Electrodeposition from a trivalent chromium bath was employed to obtain the cobalt‑chromium coatings with a thickness of ~25 μm. The effect of heat treatment temperature on characteristics, mechanical properties , and electrochemical behavior of the coatings, were examined. Heat treatment was performed in a wide range of temperatures (200–800 °C). Heat-treating below 400 °C increased the crystallinity of alloy coatings and had a negligible effect on nodular and cracked morphology. Raising the heat-treating temperature changed the X-ray diffraction patterns by thickening the surface oxide films , which consisted of different oxides (e.g., cobalt chromite spinel). The surface nodules were faded out above 700 °C. The heat-treating below 300 °C decreased the hardness and wear resistance of Co-Cr electrodeposits. The 400 °C heat-treated sample had the highest hardness of ~1000 HV, and the best tribological behavior. The weight loss and coefficient of friction of this sample were 24 and ~2 times smaller than the as-deposited coating. The hardness and wear resistance dropped again with further raising the heat-treating temperature. While detachment of coating during sliding occurred at low-temperature heat-treated samples, the abrasion was the main mechanism of material loss at those heat-treated at higher temperatures.
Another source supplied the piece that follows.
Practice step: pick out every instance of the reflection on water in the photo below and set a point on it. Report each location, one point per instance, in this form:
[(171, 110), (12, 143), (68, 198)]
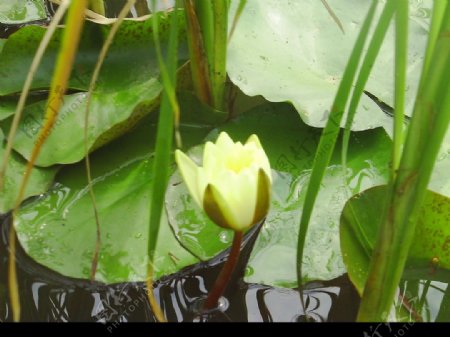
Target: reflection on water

According to the corrosion results, the optimum heat-treating temperature that the highest corrosion resistance could be achieved was 300–500 °C. The corrosion current density of 400 °C heat-treated coating was ~3.7 times smaller than the as-deposited Co-Cr film. • The relatively thick Co-Cr coatings were produced from a trivalent chromium bath. • Effect of heat treatment on Co-Cr films' characteristics and properties was studied. • Different types of oxides and morphologies were observed at various temperatures. • The 400 °C heat-treated sample showed the highest hardness and wear resistance. • Optimum heat treatment temperatures for the best corrosion resistance was 300–500 °C.